Popular Economics Weekly
It’s incredible. Why have House Republicans just voted for a health care bill that only does one thing in the words of MIT Professor Jonathan Gruber, co-designer of the Massachusetts single-pay healthcare program and Obamacare?
On Lawrence O’Donnell’s Last Word he states that it gives the wealthiest what could be the single largest tax cut in history—almost $1 billion for those earning $200,000 plus per year—but cuts benefits to everyone else.
And this is when 23 percent of Americans have pre-existing medical conditions. The answer in the words of Paul Krugman has to be pure greed. Tax cuts are more important than protecting Americans from loss of coverage due to pre-existing conditions and soaring premium for everyone but the youngest and healthiest among US.
It was also an attempt to make the President look good, regardless of his broken promises that Obamacare benefits wouldn’t be reduced. Trump doesn’t care who loses, in other words, so long as he doesn’t look like a ‘loser’.

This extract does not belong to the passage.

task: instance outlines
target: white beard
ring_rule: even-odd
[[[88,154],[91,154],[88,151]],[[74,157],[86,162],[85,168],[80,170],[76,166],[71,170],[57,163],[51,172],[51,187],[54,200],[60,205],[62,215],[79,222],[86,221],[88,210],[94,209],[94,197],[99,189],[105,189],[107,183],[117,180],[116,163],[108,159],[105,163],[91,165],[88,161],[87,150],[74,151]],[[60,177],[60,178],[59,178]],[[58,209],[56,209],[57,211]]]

But what does it do for the white blue collar male Trump supporters who have suffered most from their loss of jobs, and whose mortality rate due to drugs and suicides is double that of other developed countries that lived through the same Great Recession?
The CBO graph pictures the suffering of 45-54 year-old white working class males in our post-industrial age. The rising red line is USA males, the falling lines are white males in other developed countries with Sweden having the lowest mortality rate “for all causes”. Even US Hispanics (blue line) had a falling mortality rate.
The House wouldn’t wait for the Congressional Budget Office latest ‘scoring’ of the costs of the bill, which confirms that House Republicans weren’t even concerned about its effects on federal and state budgets, much less on how many would lose their coverage, if taken off Obamacare.
The Congressional Budget Office projections on earlier House attempts to repeal projected that the revised GOP bill would realize $150 billion in reduced federal spending through 2026, which is less than half of the $337 billion in deficit reductions that the CBO had estimated for the bill's first version, said a CNBC summary of the report.
“But the newer version, like the first, is expected to lead to 14 million fewer people having health insurance in 2018, and 24 million fewer insured Americans by 2026 than would be covered if Obamacare remained as law in its current form. And an estimated total of 52 million people nationally would lack health coverage by 2026 if the revised bill becomes law, according to the CBO's projection. However, if Obamacare remained in effect, 28 million Americans would not have insurance by that year, according to the CBO.”
It cuts almost all Obamacare benefits, including to childcare, Medicare and Medicaid; even employers’ health care plans by turning over implementation to individual states. This is basically returning healthcare to the broken system it was before Obamacare that made US the unhealthiest developed country.
There were 20 mostly moderate Republicans that didn’t vote for the bill. The defectors were primarily centrists who had trepidations about voting for the bill after the addition of an amendment to let states apply for waivers from certain Obamacare provisions that prevent insurers from charging sick people higher premiums and mandate which services insurance plans must cover, said the Washington Post.
What are the effects of 24 million losing their health insurance? The New York Times Charles Blow cites a 2009 study conducted by the Harvard Medical School and Cambridge Health Alliance: “nearly 45,000 annual deaths are associated with lack of health insurance,” and “uninsured, working-age Americans have a 40 percent higher risk of death than their privately insured counterparts.”
Republican House members seem to have no idea that President Trump is leading their re-election chances over a cliff—just so he won’t look like the loser he really is.